Histogram Equalization:
$$P(r_k) = \frac{n_k}{N}, \quad s_k = \sum_{i=0}^{k} P(r_i)$$
This expands dynamic range for contrast enhancement.
Intensity Stretching:
$$g(x,y) = \frac{f(x,y) – \text{min}}{\text{max} – \text{min}} \times 255$$
normalizes pixel values across datasets.
MAEU-CNN Architecture
The model integrates four innovations for surveying UAV data:
- Multi-scale Feature Extraction: Parallel convolutions capture granular/textural patterns
- Edge Constraint Module: Boundary regularization loss:
$$\mathcal{L}_{edge} = \sum \|\nabla Y_{pred} – \nabla Y_{true}\|^2$$ - Convolutional Block Attention (CBAM):
Channel attention: $M_C(F) = \sigma(MLP(\text{AvgPool}(F)) + MLP(\text{MaxPool}(F)))$
Spatial attention: $M_S(F) = \sigma(f^{7\times7}([\text{AvgPool}(F); \text{MaxPool}(F)]))$ - U-Net Fusion: Encoder-decoder structure with skip connections
| Module | Function | Parameters |
|---|---|---|
| Encoder Blocks | Feature downsampling | 5×5 conv, ReLU |
| Multi-scale Fusion | Feature aggregation | Kernel sizes: 3,5,7 |
| CBAM Decoder | Attention-guided upsampling | Transposed conv |
| Edge Constraint | Boundary preservation | Laplacian filter |
Experimental Analysis
Testing used WHU Aerial and SpaceNet datasets on NVIDIA GTX2080Ti hardware. Performance metrics:
| Metric | U-Net | SegNet | MAEU-CNN | Improvement |
|---|---|---|---|---|
| IoU | 0.85 | 0.92 | 0.98 | +15.3% vs U-Net |
| Ambiguity | 0.21 | 0.18 | 0.12 | -42.9% vs U-Net |
| Structure | U-Net | SegNet | MAEU-CNN |
|---|---|---|---|
| Residential | 625 | 517 | 446 (-38.5%) |
| Industrial | 590 | 482 | 412 |
| Medical | 568 | 451 | 376 (-33.8%) |
| Cultural | 612 | 503 | 428 |
The surveying UAV-optimized MAEU-CNN demonstrates superior generalization across terrains.
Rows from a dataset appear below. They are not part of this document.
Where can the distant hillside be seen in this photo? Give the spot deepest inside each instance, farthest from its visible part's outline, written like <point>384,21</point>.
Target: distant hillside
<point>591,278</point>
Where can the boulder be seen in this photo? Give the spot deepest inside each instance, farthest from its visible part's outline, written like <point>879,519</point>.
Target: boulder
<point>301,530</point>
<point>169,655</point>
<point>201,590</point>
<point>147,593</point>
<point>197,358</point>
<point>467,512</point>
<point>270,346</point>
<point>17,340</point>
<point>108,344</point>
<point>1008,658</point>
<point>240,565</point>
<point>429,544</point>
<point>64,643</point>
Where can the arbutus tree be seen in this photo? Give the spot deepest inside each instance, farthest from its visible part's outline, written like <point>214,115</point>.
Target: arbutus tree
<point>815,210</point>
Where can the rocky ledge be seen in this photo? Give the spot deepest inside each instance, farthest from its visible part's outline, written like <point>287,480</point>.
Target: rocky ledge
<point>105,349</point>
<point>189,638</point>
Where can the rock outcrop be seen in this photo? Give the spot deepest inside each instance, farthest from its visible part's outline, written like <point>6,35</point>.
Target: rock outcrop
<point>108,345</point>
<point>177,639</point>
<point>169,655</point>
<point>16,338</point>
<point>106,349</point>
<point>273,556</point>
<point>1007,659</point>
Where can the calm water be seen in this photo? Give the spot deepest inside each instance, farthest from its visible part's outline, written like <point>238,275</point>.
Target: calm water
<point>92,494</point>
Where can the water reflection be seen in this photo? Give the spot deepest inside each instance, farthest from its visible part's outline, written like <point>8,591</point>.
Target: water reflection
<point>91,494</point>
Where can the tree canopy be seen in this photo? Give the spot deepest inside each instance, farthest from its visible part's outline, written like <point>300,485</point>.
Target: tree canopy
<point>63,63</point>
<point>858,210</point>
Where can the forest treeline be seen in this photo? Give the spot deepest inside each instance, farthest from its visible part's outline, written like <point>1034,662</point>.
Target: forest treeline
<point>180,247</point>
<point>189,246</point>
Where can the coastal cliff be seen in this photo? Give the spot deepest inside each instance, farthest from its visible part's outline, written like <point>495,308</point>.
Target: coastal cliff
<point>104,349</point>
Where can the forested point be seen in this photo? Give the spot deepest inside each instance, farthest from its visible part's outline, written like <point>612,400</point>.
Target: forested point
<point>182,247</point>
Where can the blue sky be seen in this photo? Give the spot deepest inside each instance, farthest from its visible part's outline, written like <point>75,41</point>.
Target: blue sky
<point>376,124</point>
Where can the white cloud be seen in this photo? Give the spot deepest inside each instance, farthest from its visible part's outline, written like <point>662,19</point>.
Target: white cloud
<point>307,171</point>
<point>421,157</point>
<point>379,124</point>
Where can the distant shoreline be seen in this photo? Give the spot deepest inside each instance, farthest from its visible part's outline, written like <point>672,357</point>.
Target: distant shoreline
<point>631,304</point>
Attention mechanisms reduced feature ambiguity by prioritizing geomorphological elements, while edge constraints preserved critical infrastructure boundaries.
Conclusion
MAEU-CNN significantly advances surveying drone capabilities through:
1. Multi-scale fusion adapting to terrain complexity
2. Attention mechanisms reducing occlusion errors
3. Edge preservation maintaining structural fidelity
4. Computational efficiency enabling real-time processing
Surveying UAV systems integrating this model achieve sub-decimeter accuracy in heterogeneous environments, demonstrating 15.3% higher IoU and 42.9% lower ambiguity than conventional approaches. Future work will optimize model compression for edge-computing surveying UAV deployments.